Kalahari truffles look like “dessicated donkey dung”, according to Robyn Dixon in the LA Times, but they taste good and there’s a bumper crop this year, thanks to a particularly wet summer in the Kalahari.
“When Dumenikus Freeman, 40, of the Nama tribe was out hunting for truffles last month, he happened upon a haul to remember for a lifetime. In a typical season, he might walk for hours and find a few truffles. But Freeman, his wife and children, hunting in the roadside grass, were plucking out truffles every few seconds. Sitting on the ground beside his donkey cart was a sack with at least 15 pounds of truffles, and it was only midmorning. Heavy rains had robed the Kalahari in luxuriant green this year, instead of the usual red dust, and spawned prodigious amounts of truffles, a bumper season unlike any that people can remember.”
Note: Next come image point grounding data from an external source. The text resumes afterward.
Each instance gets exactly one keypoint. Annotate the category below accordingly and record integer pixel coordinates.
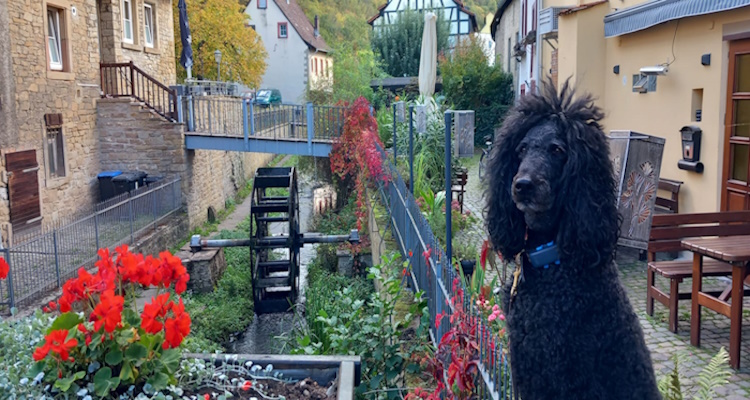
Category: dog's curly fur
(573, 333)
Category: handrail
(127, 80)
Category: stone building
(54, 123)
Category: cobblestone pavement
(662, 343)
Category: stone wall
(157, 61)
(40, 90)
(134, 139)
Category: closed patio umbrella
(428, 58)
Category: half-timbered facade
(462, 21)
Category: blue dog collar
(545, 255)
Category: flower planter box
(342, 371)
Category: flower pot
(468, 267)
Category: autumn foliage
(355, 157)
(222, 25)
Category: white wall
(287, 58)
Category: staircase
(127, 80)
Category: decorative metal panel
(463, 127)
(636, 160)
(421, 113)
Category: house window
(127, 21)
(53, 39)
(54, 146)
(148, 24)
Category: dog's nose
(524, 184)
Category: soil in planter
(304, 389)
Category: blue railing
(235, 117)
(435, 276)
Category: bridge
(233, 124)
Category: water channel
(262, 336)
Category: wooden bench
(667, 231)
(671, 204)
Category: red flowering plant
(355, 158)
(456, 360)
(101, 339)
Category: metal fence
(43, 262)
(435, 276)
(234, 117)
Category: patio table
(734, 250)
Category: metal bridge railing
(234, 117)
(435, 276)
(42, 262)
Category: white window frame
(149, 27)
(127, 4)
(53, 38)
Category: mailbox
(691, 149)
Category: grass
(229, 308)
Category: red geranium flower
(4, 268)
(108, 312)
(55, 342)
(176, 328)
(154, 311)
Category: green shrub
(229, 308)
(470, 83)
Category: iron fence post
(252, 119)
(411, 149)
(96, 228)
(310, 127)
(448, 193)
(395, 142)
(245, 124)
(57, 258)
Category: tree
(398, 46)
(222, 25)
(470, 83)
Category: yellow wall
(663, 112)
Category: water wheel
(275, 239)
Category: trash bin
(106, 187)
(153, 180)
(128, 181)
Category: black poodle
(551, 201)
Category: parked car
(267, 97)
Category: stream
(261, 337)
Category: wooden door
(23, 188)
(736, 181)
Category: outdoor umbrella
(428, 58)
(186, 57)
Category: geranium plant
(355, 158)
(100, 343)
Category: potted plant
(466, 254)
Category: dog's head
(550, 172)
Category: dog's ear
(589, 223)
(505, 222)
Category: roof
(499, 15)
(461, 7)
(582, 7)
(646, 15)
(293, 12)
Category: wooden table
(734, 250)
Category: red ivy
(355, 155)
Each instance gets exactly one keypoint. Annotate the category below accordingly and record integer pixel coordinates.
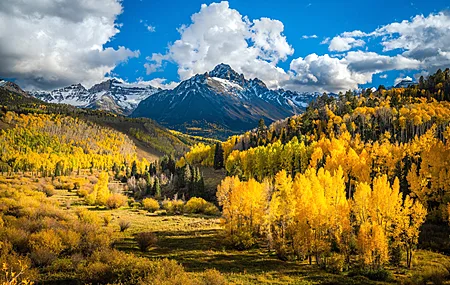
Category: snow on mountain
(112, 95)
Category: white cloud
(341, 44)
(162, 83)
(354, 34)
(52, 43)
(326, 73)
(219, 34)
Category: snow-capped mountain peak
(112, 94)
(223, 98)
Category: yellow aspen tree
(408, 222)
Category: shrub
(45, 246)
(169, 272)
(434, 274)
(87, 216)
(200, 206)
(145, 240)
(116, 201)
(195, 205)
(114, 267)
(107, 219)
(47, 240)
(378, 274)
(70, 239)
(173, 206)
(395, 256)
(124, 225)
(48, 190)
(336, 263)
(16, 269)
(150, 204)
(92, 238)
(213, 277)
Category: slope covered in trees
(355, 175)
(148, 136)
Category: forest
(356, 190)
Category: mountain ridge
(111, 95)
(222, 98)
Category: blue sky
(321, 18)
(86, 42)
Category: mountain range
(112, 95)
(221, 100)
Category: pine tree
(157, 188)
(134, 169)
(218, 156)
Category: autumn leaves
(310, 217)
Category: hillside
(373, 163)
(111, 95)
(152, 140)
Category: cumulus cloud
(341, 44)
(401, 78)
(219, 34)
(162, 83)
(46, 44)
(331, 74)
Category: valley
(336, 195)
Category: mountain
(221, 102)
(12, 95)
(112, 95)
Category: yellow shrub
(116, 201)
(88, 217)
(173, 206)
(47, 240)
(150, 204)
(200, 206)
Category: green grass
(196, 242)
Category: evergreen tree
(58, 169)
(218, 156)
(134, 169)
(157, 188)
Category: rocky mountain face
(221, 101)
(111, 95)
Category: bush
(124, 225)
(150, 204)
(434, 274)
(114, 267)
(200, 206)
(169, 272)
(213, 277)
(48, 190)
(116, 201)
(145, 240)
(336, 263)
(107, 219)
(379, 274)
(87, 216)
Kalahari truffles are Terfezia pfeilii, a close relative of the desert truffles of North Africa and the Middle East. They lack the strong aroma and flavour of the French and Italian Tuber species, but they are still very good eating, as Dixon explains:
“Namibians are as inventive about Kalahari truffles as others are about the potato. They bake them, boil them, puree them, slice them raw with salt or serve cooked slices in a salad. Some barbecue them or grate them over pasta. Some fry them in lashings of butter and eat them on toast. Some recommend wrapping small ones in bacon and baking them whole. Others whisper their own secret: Cook them, but let them sit a night and eat them the next day, the flavors richer and enhanced. They like to slice truffles into thick disks or chunky cubes, with none of the delicate shavings, thin slices, strips, trimmings and peelings that the French truffle is usually subjected to.”
Another country to add to my world truffle tour.